Determined will automatically select GPU-specific versions of each library when running on agents with GPUs.

In addition to the above settings, all trial runner containers are launched with additional Determined-specific harness code that orchestrates model training and evaluation in the container. Trial runner containers are also loaded with the experiment’s model definition and values of the hyperparameters for the current trial.

Note

The default images are determinedai/environments:cuda-10.0-pytorch-1.4-tf-1.15-gpu-0.7.0 and determinedai/environments:py-3.6.9-pytorch-1.4-tf-1.15-cpu-0.7.0 for GPU and CPU respectively.

TensorFlow 2 Images

Determined also supports TensorFlow 2.2 and has a Docker image you can use for experiments and commands containing the following:

  • Ubuntu 18.04

  • CUDA 10.1

  • Python 3.6.9

  • TensorFlow 2.2.0

  • PyTorch 1.4.0

This can be configured in your experiment configuration like below:

environment:
  image:
    gpu: "determinedai/environments:cuda-10.1-pytorch-1.4-tf-2.2-gpu-0.7.0"
    cpu: "determinedai/environments:py-3.6.9-pytorch-1.4-tf-2.2-cpu-0.7.0"

Custom Images

While the official images contain all the dependencies needed for basic deep learning workloads, many workloads have extra dependencies. If those extra dependencies are quick to install, you may want to consider using a startup hook. For situations where installing dependencies via startup-hook.sh would take too long, we suggest building your own Docker image and publishing to a Docker registry like Docker Hub. We recommend that custom images use one of the official Determined images as a base image (using the FROM instruction).

Warning

It is important to not install the TensorFlow, PyTorch, Horovod, or Apex packages as doing so will conflict with the base packages that are installed into Determined’s official environments.

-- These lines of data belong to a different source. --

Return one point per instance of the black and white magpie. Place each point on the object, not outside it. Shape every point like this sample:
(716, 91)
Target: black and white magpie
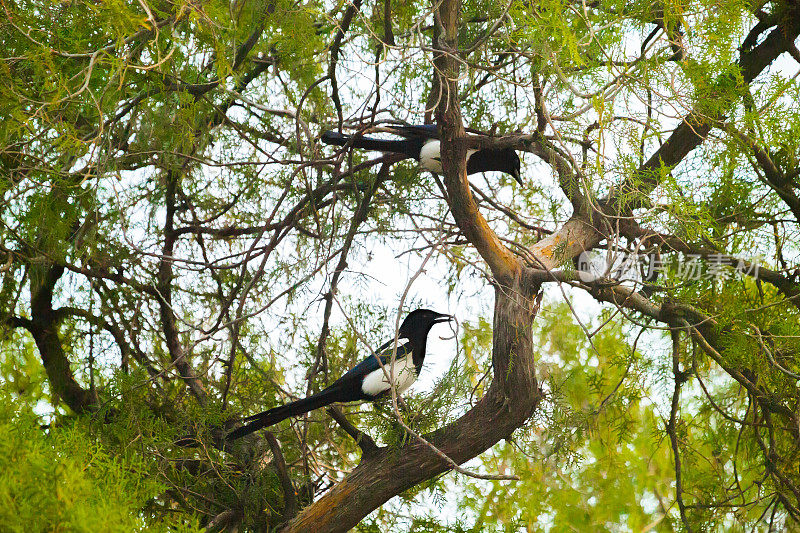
(365, 381)
(422, 143)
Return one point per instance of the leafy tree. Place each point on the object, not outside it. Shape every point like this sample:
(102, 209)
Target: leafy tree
(178, 249)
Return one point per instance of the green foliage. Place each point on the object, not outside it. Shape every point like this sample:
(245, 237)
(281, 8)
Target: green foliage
(63, 478)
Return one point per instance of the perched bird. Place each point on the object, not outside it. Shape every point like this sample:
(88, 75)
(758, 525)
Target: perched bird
(365, 381)
(422, 143)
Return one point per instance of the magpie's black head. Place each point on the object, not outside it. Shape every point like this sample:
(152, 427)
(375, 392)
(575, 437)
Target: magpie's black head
(505, 160)
(420, 322)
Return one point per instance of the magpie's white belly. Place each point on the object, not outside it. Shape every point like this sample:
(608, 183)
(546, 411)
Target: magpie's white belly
(430, 157)
(405, 373)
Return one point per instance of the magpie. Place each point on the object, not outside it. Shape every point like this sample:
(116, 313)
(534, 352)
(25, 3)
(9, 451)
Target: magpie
(422, 143)
(365, 381)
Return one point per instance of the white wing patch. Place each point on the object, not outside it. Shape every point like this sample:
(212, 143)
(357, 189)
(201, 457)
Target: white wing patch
(405, 373)
(430, 157)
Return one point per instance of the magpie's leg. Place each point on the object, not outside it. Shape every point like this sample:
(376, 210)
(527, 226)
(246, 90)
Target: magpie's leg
(364, 441)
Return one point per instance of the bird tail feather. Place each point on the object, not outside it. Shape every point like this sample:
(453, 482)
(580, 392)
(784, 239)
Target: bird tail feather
(409, 147)
(282, 412)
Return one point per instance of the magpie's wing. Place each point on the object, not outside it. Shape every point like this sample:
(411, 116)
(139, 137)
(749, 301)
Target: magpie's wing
(426, 131)
(370, 364)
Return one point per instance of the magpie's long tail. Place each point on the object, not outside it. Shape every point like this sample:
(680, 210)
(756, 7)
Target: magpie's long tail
(409, 147)
(277, 414)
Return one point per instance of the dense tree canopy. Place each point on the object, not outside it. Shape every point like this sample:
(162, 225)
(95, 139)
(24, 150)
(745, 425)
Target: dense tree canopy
(178, 249)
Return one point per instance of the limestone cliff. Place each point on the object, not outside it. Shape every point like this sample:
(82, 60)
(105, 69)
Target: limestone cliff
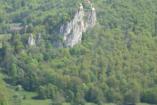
(31, 40)
(72, 31)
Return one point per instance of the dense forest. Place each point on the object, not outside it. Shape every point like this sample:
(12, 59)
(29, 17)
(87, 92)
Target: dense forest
(115, 63)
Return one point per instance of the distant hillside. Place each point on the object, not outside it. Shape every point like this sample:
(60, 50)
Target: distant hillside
(114, 61)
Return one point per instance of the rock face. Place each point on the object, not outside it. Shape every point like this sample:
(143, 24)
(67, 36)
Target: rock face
(73, 30)
(31, 40)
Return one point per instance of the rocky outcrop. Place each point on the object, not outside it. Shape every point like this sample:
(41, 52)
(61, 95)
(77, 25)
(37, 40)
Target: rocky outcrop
(31, 40)
(73, 30)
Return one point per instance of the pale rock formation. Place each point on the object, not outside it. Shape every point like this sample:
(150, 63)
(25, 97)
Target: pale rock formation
(31, 40)
(74, 29)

Here is an example of a Dockerfile that installs both conda- and pip-based dependencies.

FROM determinedai/environments:cuda-10.0-pytorch-1.4-tf-1.15-gpu-0.7.0
RUN apt-get update && apt-get install -y unzip python-opencv graphviz
COPY environment.yml /tmp/environment.yml
COPY pip_requirements.txt /tmp/pip_requirements.txt
RUN conda env update --name base --file /tmp/environment.yml && \
    conda clean --all --force-pkgs-dirs --yes
RUN eval "$(conda shell.bash hook)" && \
    conda activate base && \
    pip install --requirement /tmp/pip_requirements.txt

Assuming this image has been published to a public repository on Docker Hub, you can configure an experiment, command, or notebook to use the image as follows:

environment:
  image: "my-user-name/my-repo-name:my-tag"

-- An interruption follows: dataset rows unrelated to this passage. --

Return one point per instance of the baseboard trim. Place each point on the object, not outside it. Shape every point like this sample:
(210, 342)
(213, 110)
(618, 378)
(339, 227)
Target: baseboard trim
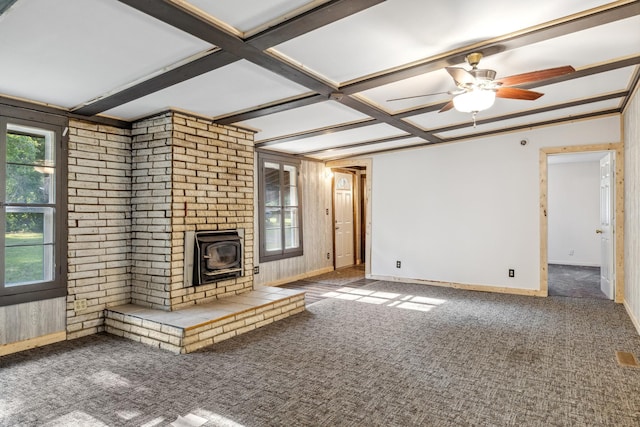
(463, 286)
(16, 347)
(633, 318)
(298, 277)
(574, 264)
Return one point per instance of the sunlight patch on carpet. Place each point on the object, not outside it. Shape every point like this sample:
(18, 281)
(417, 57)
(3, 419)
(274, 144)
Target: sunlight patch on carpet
(626, 359)
(389, 299)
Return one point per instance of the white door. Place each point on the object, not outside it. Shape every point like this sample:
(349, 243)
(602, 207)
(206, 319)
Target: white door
(606, 225)
(343, 201)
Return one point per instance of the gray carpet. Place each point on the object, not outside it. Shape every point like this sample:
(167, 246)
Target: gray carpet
(318, 287)
(386, 354)
(574, 281)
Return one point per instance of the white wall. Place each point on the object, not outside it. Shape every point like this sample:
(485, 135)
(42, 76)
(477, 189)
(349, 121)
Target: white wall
(467, 212)
(574, 213)
(632, 209)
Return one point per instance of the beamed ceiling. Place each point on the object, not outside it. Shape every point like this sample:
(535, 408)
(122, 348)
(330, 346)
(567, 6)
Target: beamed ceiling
(315, 78)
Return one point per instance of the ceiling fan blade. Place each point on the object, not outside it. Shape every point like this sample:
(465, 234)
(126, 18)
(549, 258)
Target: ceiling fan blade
(418, 96)
(535, 76)
(517, 93)
(461, 76)
(447, 107)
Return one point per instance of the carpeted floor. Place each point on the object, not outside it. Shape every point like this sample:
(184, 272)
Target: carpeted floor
(386, 354)
(575, 281)
(317, 287)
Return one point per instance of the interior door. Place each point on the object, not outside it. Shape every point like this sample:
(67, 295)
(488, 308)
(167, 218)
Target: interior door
(343, 209)
(606, 228)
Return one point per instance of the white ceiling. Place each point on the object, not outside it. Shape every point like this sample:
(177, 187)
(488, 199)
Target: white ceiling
(313, 78)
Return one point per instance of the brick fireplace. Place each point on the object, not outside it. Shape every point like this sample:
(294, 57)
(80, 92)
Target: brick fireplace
(188, 175)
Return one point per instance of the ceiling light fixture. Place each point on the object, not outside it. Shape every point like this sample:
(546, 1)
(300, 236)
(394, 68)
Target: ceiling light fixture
(473, 101)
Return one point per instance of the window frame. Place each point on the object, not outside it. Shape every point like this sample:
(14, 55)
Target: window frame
(57, 286)
(282, 160)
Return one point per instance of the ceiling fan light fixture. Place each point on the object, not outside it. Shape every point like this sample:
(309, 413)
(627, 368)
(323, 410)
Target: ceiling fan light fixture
(474, 100)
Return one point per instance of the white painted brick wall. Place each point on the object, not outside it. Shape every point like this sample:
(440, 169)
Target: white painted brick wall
(99, 221)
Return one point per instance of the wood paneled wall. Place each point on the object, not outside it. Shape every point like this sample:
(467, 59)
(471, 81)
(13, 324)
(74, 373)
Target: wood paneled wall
(317, 232)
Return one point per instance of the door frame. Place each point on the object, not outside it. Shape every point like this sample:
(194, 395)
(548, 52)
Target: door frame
(618, 231)
(354, 193)
(368, 166)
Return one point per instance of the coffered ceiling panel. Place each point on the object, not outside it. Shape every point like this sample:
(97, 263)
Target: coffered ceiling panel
(557, 94)
(297, 120)
(573, 112)
(231, 88)
(399, 32)
(367, 148)
(247, 16)
(336, 139)
(67, 52)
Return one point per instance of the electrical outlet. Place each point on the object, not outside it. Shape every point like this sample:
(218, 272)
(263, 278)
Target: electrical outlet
(80, 304)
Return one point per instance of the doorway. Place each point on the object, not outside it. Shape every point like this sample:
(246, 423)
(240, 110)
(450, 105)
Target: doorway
(360, 170)
(577, 263)
(343, 212)
(583, 255)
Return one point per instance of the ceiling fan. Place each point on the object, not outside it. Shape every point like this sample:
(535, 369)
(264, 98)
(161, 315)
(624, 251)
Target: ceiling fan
(478, 88)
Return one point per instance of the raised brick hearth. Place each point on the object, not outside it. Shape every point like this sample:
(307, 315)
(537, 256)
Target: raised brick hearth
(192, 328)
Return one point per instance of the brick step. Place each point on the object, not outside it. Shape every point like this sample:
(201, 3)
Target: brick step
(202, 325)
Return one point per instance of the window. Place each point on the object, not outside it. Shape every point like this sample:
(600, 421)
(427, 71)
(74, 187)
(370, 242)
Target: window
(280, 207)
(32, 251)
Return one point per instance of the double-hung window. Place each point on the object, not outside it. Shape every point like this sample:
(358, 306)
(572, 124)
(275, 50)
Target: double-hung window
(32, 213)
(280, 207)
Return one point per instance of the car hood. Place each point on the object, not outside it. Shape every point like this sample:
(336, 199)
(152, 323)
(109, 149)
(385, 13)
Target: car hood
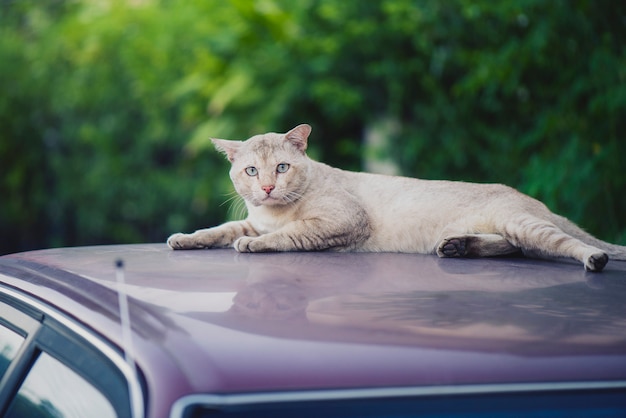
(232, 323)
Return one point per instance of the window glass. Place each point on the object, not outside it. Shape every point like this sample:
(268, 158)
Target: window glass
(53, 390)
(10, 342)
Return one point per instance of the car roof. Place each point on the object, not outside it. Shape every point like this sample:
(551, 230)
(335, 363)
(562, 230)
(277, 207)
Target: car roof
(217, 321)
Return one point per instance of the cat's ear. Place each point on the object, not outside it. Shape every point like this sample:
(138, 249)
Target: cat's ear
(227, 147)
(299, 136)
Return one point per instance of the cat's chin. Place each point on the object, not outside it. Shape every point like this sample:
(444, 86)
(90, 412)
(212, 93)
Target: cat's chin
(268, 201)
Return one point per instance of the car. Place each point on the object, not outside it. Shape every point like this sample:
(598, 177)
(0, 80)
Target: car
(142, 331)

where my-user-name is your Docker Hub user, my-repo-name is the name of the Docker Hub repository, and my-tag is the image tag to use (e.g., latest).

If your image has been published to a private Docker Hub repository, you can also specify the credentials to use to access the repository:

environment:
  image: "my-user-name/my-repo-name:my-tag"
  registry_auth:
    username: my-user-name
    password: my-password

If your image has been published to a private Docker Registry, specify the registry path as part of the image field:

environment:
  image: "myregistry.local:5000/my-user-name/my-repo-name:my-tag"

Images will be fetched via HTTPS by default. An HTTPS proxy can be configured using the https_proxy field as part of the agent configuration.

Your custom image and credentials can also be set as the defaults for all tasks launched in Determined. This can be done under image and registry_auth in the Master Configuration. Please note that for this to take effect you will have to restart the master.